Medics transported Smith Jr. to a hospital where he later died. The Allen County Coroner ruled his death a homicide due to gunshot wounds to the chest.

The family finally saw the 17-year-old victim Friday, the day they met with WANE at Pilgrim Baptist Church to tell their story. Like many families, they’ve done their own investigation, shocked that a good kid like Mario could be gone.

The party, they told WANE, was at a house where a teenage girl lived with an older relative, who was possibly unaware that adolescents had gathered at the home. When trouble broke out, Mario tried to break up the fight, his family said.

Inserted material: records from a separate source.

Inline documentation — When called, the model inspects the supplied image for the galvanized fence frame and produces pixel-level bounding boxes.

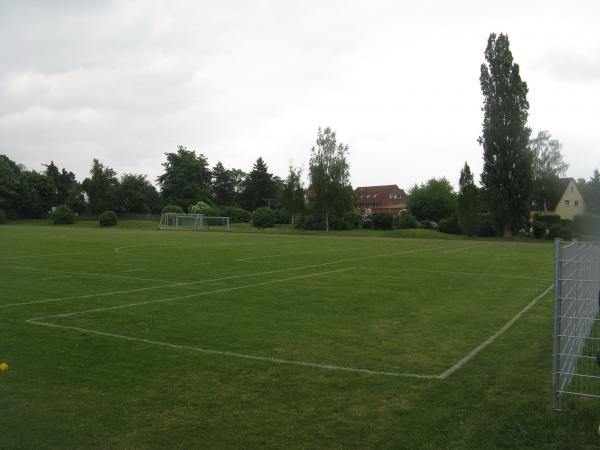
[552,239,600,409]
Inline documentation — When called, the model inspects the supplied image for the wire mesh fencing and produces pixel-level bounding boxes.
[552,239,600,409]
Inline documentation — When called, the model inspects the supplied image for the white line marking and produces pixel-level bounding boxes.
[3,266,173,283]
[0,246,446,309]
[235,247,369,261]
[444,244,492,253]
[439,285,553,380]
[42,275,73,281]
[27,267,355,322]
[360,266,552,281]
[29,322,439,379]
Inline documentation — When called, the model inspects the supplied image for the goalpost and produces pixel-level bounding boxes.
[158,213,229,231]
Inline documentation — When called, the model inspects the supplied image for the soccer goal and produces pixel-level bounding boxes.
[552,239,600,409]
[158,213,229,231]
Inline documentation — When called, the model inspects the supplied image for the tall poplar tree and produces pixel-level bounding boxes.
[457,162,479,236]
[310,127,354,231]
[479,33,532,237]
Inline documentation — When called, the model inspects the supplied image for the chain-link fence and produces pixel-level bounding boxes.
[552,239,600,409]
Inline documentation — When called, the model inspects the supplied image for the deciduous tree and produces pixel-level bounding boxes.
[479,33,532,236]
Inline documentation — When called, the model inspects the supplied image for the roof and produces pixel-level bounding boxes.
[355,184,406,200]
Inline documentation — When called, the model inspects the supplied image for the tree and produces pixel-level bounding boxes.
[240,157,275,211]
[529,130,569,212]
[407,178,456,222]
[157,145,210,210]
[211,161,235,206]
[44,161,77,205]
[577,169,600,214]
[281,165,305,225]
[81,159,119,215]
[456,162,479,236]
[0,155,23,211]
[309,127,354,231]
[117,173,160,214]
[479,33,532,236]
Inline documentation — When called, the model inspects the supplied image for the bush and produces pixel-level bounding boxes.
[533,222,548,239]
[161,205,183,214]
[394,211,418,229]
[477,213,498,237]
[252,207,275,229]
[438,213,462,234]
[573,214,600,237]
[273,209,292,224]
[373,213,394,230]
[52,205,75,225]
[98,211,117,227]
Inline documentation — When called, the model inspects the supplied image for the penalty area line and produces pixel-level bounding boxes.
[438,285,553,380]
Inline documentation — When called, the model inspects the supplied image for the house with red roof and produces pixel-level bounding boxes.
[354,184,406,215]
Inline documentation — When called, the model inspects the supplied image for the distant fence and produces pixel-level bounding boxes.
[552,239,600,409]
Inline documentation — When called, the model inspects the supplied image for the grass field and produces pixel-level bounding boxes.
[0,222,600,448]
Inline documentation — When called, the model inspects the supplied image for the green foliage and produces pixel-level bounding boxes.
[252,207,275,228]
[280,165,306,223]
[81,159,119,215]
[273,208,292,224]
[52,204,75,225]
[189,202,211,215]
[407,178,456,222]
[309,127,354,231]
[477,213,498,237]
[160,205,183,214]
[98,211,117,227]
[373,213,394,230]
[573,214,600,238]
[240,158,276,211]
[438,213,462,234]
[157,145,211,210]
[479,33,532,236]
[458,162,480,236]
[116,173,160,214]
[394,211,419,229]
[533,222,548,239]
[210,161,236,206]
[205,206,251,223]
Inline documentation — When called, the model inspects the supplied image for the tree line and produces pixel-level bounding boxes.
[0,33,600,236]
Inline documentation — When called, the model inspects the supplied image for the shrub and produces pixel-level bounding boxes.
[573,214,600,237]
[438,213,462,234]
[252,207,275,228]
[161,205,183,214]
[273,209,292,224]
[477,213,498,237]
[394,211,418,228]
[533,222,548,239]
[373,213,394,230]
[98,211,117,227]
[52,205,75,225]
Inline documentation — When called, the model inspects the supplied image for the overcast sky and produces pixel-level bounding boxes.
[0,0,600,188]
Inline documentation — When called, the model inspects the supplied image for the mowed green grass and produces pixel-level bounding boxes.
[0,225,600,448]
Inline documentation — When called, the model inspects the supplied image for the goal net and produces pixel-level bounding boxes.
[159,213,229,231]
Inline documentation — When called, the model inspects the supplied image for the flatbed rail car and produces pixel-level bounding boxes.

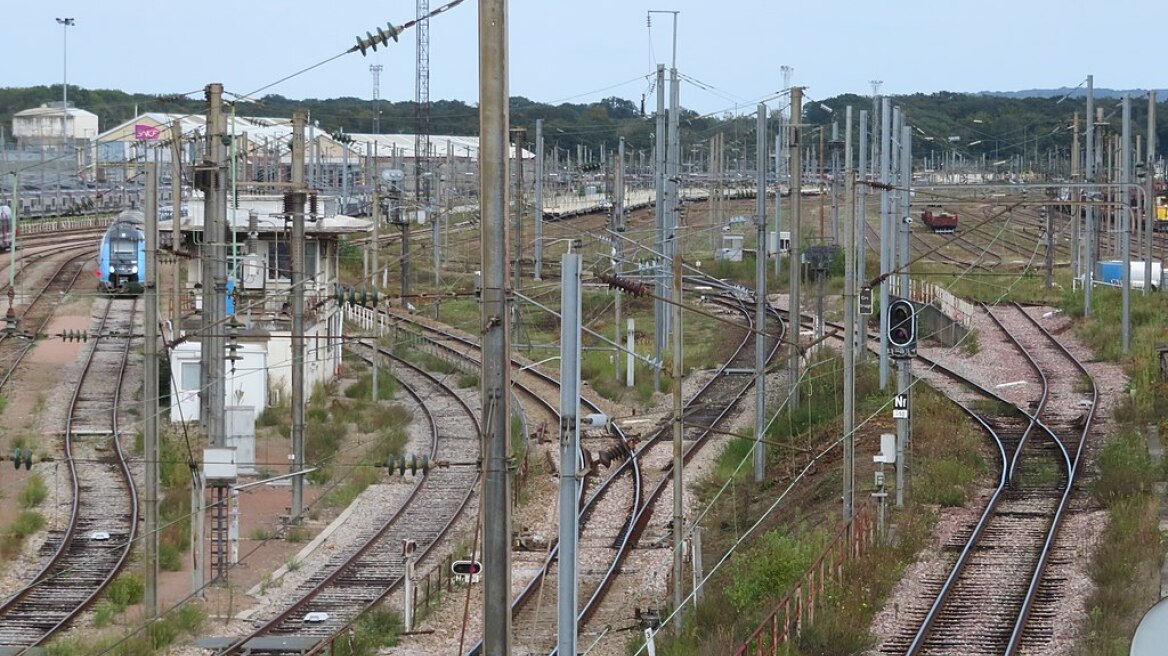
[920,208,958,235]
[1152,194,1168,232]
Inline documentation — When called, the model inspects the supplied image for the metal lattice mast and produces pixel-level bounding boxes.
[369,64,385,134]
[403,0,429,285]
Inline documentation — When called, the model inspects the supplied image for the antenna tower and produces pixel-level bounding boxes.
[369,64,385,134]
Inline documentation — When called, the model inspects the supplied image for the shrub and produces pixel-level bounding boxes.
[158,544,182,572]
[105,572,146,613]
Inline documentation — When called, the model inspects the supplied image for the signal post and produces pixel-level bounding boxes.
[885,299,917,508]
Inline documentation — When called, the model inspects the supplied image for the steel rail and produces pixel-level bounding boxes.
[216,344,479,656]
[0,299,138,647]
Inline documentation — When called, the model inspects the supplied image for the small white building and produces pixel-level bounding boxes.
[159,196,373,421]
[12,103,98,148]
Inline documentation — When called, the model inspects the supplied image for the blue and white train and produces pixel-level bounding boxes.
[97,210,146,294]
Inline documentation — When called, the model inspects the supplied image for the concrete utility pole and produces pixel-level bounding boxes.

It was a role they could easily see him taking. Mario and his two sisters lived with their aunt, Louise Smith, and her children after their mother died from a seizure. The children were at their mother’s side when the ambulance came and took her away, a traumatic event that changed the outgoing nine-year-old into a boy who withdrew socially.

“Watching his mom pass away before his eyes, getting carried out in the ambulance and never coming back, his whole life changed. He retreated,” Menzies explained.

He became his sisters’ protector even though Javonna and Devonna are a year or two older, his aunt, LaTania Menzies, said Friday speaking for the family.  The family became concerned about him, as he stayed quiet, even at family gatherings.

Mostly, he talked to his sisters and sometimes to his male cousins who are close in age, Menzies said. The family was happy to see him come out of his shell this year, his senior year at Wayne, and sign up for wrestling. He’d always been involved in music in some way, they said.

And Mario got himself a girl. She was with him at the party, a party his family wished he’d never been invited to.

“Mario was a great kid,” Menzies said. “He was kind, he was humble. He was quiet. He was helpful. He was considerate of people. I’m not trying to paint a picture that he was perfect. He was not perfect, as we know none of us are. He wasn’t a street kid. Nor was he a thug. He wasn’t a violent kid.”

Louise Smith will never forget the experience at Lutheran Hospital. After she was told the hospital had a “John Doe body,” she went there to see him but was turned away, as police protocol seems to require. Since then, she’s hoped for a call from the detective in charge of the case.

Like so many families recovering from the initial shock of a homicide, they feel left out of the police investigation. Why haven’t they been able to collect his belongings? Why aren’t more people arrested? After all, it was a party. And why was the identification of his body done by photo ID?

“We want to be involved every step of the way. Call us, text us, I don’t care. Inbox us on Facebook. However. Come to our homes. We don’t want to be a bother. We want them to do the job at hand. We don’t want a rushed investigation. We don’t want to be disregarded. We want to be informed on what’s going to take place,” Menzies said.

They will get their answers, just not today as the investigation continues. The 14-year-old boy arrested and charged with murder has not been identified, although the family expects him to be waived to adult court. He was arrested the day after Mario was killed.

“This family has demonstrated a tremendous amount of strength and fortitude and even being here today,” Raymond Dix, Pilgrim Baptist’s senior pastor, said Friday as he spoke and prayed with the family. “They have come forward looking for help from the FWPD and also from the community. Pray for this family. Stand with them. Because God in his infinite wisdom has chosen this family to be vessels of righteousness through this situation.”